The one man's opinion I quote the most on mental health issues is Dr. Thomas Szasz. Szasz is psychiatry's harshest critic and is himself a psychiatrist. Szasz has written some 26 books and hundreds of papers on the issue.

You ought to have a look at some of the titles of Dr. Szasz' books. He only writes when he believes the people in possession of the field are wrong. I read everything the man wrote and will best any argument you care to forward.

Szasz books.

The Myth of Mental Illness, Psychiatry: The Science of Lies, The Manufacture of Madness, Cruel Compassion: Psychiatric Control of Society's Unwanted, The Meaning of Mind: Language, Morality, and Neuroscience, Insanity: The Idea and Its Consequences, The Theology of Medicine: The Political-Philosophical Foundations of Medical Ethics, Our Right to Drugs: The Case for a Free Market, The medicalization of everyday life, Coercion as Cure: A Critical History of Psychiatry, The Meaning of Mind: Language, Morality, and Neuroscience..

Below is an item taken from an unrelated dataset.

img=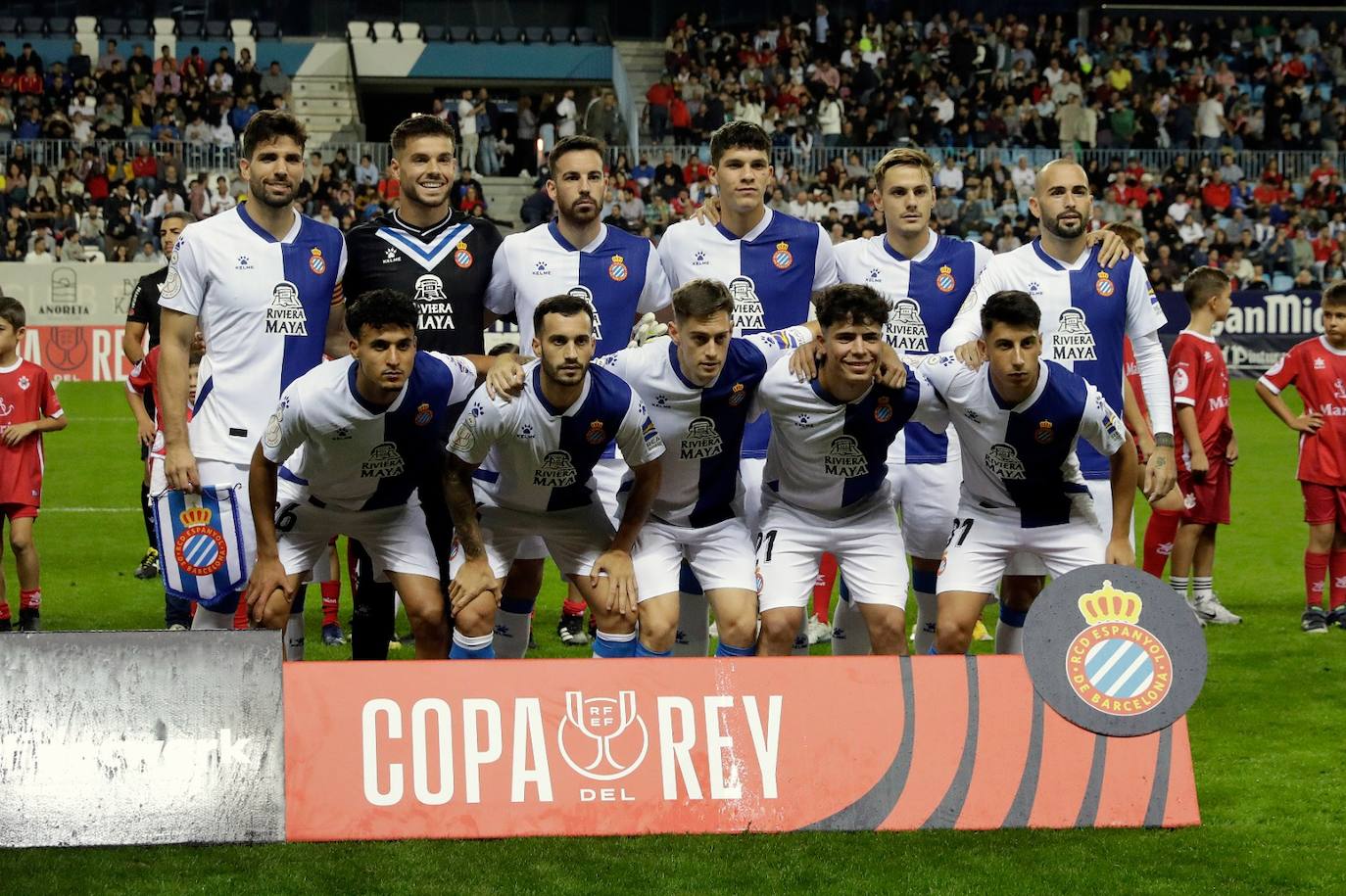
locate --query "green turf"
[0,381,1346,893]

Szasz is right, the rest of the world is wrong. People who have "problems in living" ought not be stigmatized with psychiatric label

@Chris Buors you are entitled to your opinion, even though it is wrong. And by wrong, I mean WRONG. Spouting unproven rhetoric based on a one man's opinion is foolhardy at best, completely ignorant at worst. But have at it! Keep showing the limited depths of your compassion, education and understanding!

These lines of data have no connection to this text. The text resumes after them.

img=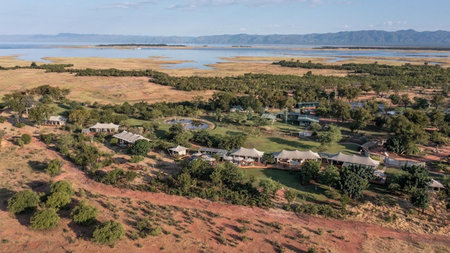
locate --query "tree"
[45,191,72,209]
[389,93,402,105]
[401,94,411,108]
[130,140,151,156]
[350,108,374,131]
[45,159,62,177]
[258,179,281,196]
[20,134,31,144]
[319,165,339,187]
[284,189,297,204]
[92,220,125,245]
[317,125,342,146]
[300,160,321,185]
[69,108,90,126]
[262,153,275,164]
[50,180,74,197]
[410,188,430,213]
[28,104,52,125]
[331,99,351,121]
[338,167,369,199]
[8,190,40,214]
[30,208,60,230]
[70,201,98,225]
[430,94,445,110]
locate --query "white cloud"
[169,0,338,9]
[103,0,158,9]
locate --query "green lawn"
[242,169,327,202]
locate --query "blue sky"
[0,0,450,36]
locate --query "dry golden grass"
[0,69,213,103]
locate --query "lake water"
[0,43,450,69]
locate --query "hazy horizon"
[0,0,450,36]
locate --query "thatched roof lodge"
[169,145,188,155]
[44,116,67,126]
[326,152,380,168]
[113,131,150,144]
[230,148,264,162]
[273,150,320,163]
[83,123,119,133]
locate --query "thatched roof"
[273,150,320,160]
[89,123,119,129]
[169,145,188,153]
[328,152,380,167]
[113,131,150,144]
[230,148,264,158]
[430,179,445,189]
[48,116,67,122]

This program actually has merit and worth. It has worked in slightly different forms in other cities. I just LOVE that Winnipeggers are so quick to judge through racist and ignorant tirades like some of the crap I see posted in these sections.

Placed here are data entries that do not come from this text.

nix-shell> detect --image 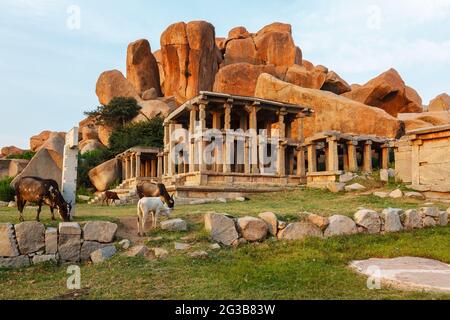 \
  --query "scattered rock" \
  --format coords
[0,223,20,257]
[161,219,187,231]
[91,246,117,264]
[205,213,239,246]
[306,213,330,230]
[381,208,404,232]
[83,221,117,243]
[345,183,366,192]
[324,215,358,238]
[0,256,30,269]
[237,217,269,241]
[400,209,423,230]
[259,212,278,236]
[278,221,323,240]
[389,189,403,199]
[355,209,381,234]
[327,182,345,193]
[189,251,208,259]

Heaven forbid that something good might happen to an Aboriginal person living within Winnipeg's municipal boundaries.

I'm shocked! I actually agree with Chris Buors for a change.

A person can modify their own behavior if they really want to. It takes will but can be done. Sanctioning it by calling it an addiction & blaming the problem on the substance takes the onus off the individual. That's why we see crimes committed to pay for these supposed addictions. It's a cop-out perpetuated by those that can use studies & treatment of said dependencies to justify their employment.

We all have the will, we just have to take responsibility for our actions.

Dr Jeffery Schaler is a true existentialist ie believes in freedom of choice and taking reponsibilities for these choices. I think Ronald Courchene is also a true existentialist, he has lived through the consequences for his choices. This experiment to is making a choice, let these men meander around the street high, harming themselves and maybe others,using resources, police, ambulances etc or lessen this by sticking them in their own place, where it'll take at bit more inertia to get into trouble. In the end, if the cost of housing is less than the cost of not, the project will be a success. I believe this experiment has worked in Portland, Oregon. A win for society and for the homeless.

to b_dog
"And why the focus on aborignal people. Firstly, they have homes supplied to them, on the reserves"
If by homes you mean mould-ridden shacks with 15 or more people living in them.
"Give a man a fish, feed him for a day. Teach a man to fish, feed him for life". Are you gonna be the one to teach them? You seem more willing to condemn then help.
And everyone else stop being so self rightous, these people are giving the homeless a second chance of becoming productive members of society

I agree everyone chooses their own path, however I seriously doubt anyone chooses to be homeless. Once you have hit the bottom and have no where to turn, your options dwindle and its such a daunting task to pull yourself back up again.

I think this program will encourage the substances abusing homeless population to work towards sobriety and hopefully become productive members of society. After all isnt that what we all aspire to be in the beginning?

The individual with the addiction is the one who has to do the actual work. And its a life long program, not a 30 day program.

This is simply letting them know that 'hey, someone is paying attention and you are worth something and you can get better.'

Unless you actually have experience with addiction, you shouldnt really comment on it.